- Floydale Location within the state of South Carolina
- Coordinates: 34°19′26″N 79°20′10″W﻿ / ﻿34.32389°N 79.33611°W
- Country: United States
- State: South Carolina
- County: Dillon

Area
- • Total: 2.03 sq mi (5.25 km^{2})
- • Land: 2.03 sq mi (5.25 km^{2})
- • Water: 0 sq mi (0.00 km^{2})

Population (2020)
- • Total: 421
- • Density: 207.6/sq mi (80.16/km^{2})
- Time zone: UTC-5 (Eastern (EST))
- • Summer (DST): UTC-4 (EDT)
- FIPS code: 45-25945
- GNIS feature ID: 2812952

= Floydale, South Carolina =

Floyd Dale, shown on federal maps as Floydale, is an unincorporated community and census-designated place (CDP) in Dillon County, South Carolina, United States. It was first listed as a CDP in the 2020 census with a population of 421.

Near Floyd Dale, there is the Diversified Communications Tower, a guyed mast, which is one of the tallest constructions in the world. This town is home to the Benton family, for whom the main road is named.
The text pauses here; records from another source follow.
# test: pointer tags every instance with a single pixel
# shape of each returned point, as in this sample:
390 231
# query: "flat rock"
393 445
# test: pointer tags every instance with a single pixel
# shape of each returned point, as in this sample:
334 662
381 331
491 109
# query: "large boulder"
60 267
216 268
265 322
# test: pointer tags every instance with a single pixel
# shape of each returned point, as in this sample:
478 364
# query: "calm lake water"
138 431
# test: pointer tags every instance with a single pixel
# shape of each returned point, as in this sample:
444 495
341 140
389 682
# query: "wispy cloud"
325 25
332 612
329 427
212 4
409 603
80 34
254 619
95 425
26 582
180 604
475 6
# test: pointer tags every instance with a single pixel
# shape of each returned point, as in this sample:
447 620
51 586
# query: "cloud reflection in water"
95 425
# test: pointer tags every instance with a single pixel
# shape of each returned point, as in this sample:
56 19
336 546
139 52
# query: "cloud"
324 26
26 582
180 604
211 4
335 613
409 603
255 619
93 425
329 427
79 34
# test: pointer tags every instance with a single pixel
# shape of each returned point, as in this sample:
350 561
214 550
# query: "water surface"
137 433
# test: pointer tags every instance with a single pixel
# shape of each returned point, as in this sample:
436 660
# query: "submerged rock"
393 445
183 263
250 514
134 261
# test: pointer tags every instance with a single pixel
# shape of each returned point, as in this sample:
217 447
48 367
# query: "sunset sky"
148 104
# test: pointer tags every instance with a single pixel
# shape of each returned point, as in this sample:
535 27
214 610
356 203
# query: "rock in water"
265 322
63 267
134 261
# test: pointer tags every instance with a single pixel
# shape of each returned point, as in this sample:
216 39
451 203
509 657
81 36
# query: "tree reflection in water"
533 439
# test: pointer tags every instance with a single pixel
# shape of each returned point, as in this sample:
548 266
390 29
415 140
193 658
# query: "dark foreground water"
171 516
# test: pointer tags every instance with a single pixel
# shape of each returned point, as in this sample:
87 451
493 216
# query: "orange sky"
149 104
The Meekins Barn and Smith Tobacco Barn are listed on the U.S. National Register of Historic Places.

==Demographics==

Floydale first appeared as a census designated place in the 2020 U.S. census.

Historical population
| Census | Pop. | Note | %± |
| 2020 | 421 |  | — |
U.S. Decennial Census 2020

===2020 census===

Floydale CDP, South Carolina – Demographic Profile (NH = Non-Hispanic)
| Race / Ethnicity | Pop 2020 | % 2020 |
|---|---|---|
| White alone (NH) | 308 | 73.16% |
| Black or African American alone (NH) | 80 | 19.00% |
| Native American or Alaska Native alone (NH) | 8 | 1.90% |
| Asian alone (NH) | 1 | 0.24% |
| Pacific Islander alone (NH) | 0 | 0.00% |
| Some Other Race alone (NH) | 2 | 0.48% |
| Mixed Race/Multi-Racial (NH) | 12 | 2.85% |
| Hispanic or Latino (any race) | 10 | 2.38% |
| Total | 421 | 100.00% |

Note: the US Census treats Hispanic/Latino as an ethnic category. This table excludes Latinos from the racial categories and assigns them to a separate category. Hispanics/Latinos can be of any race.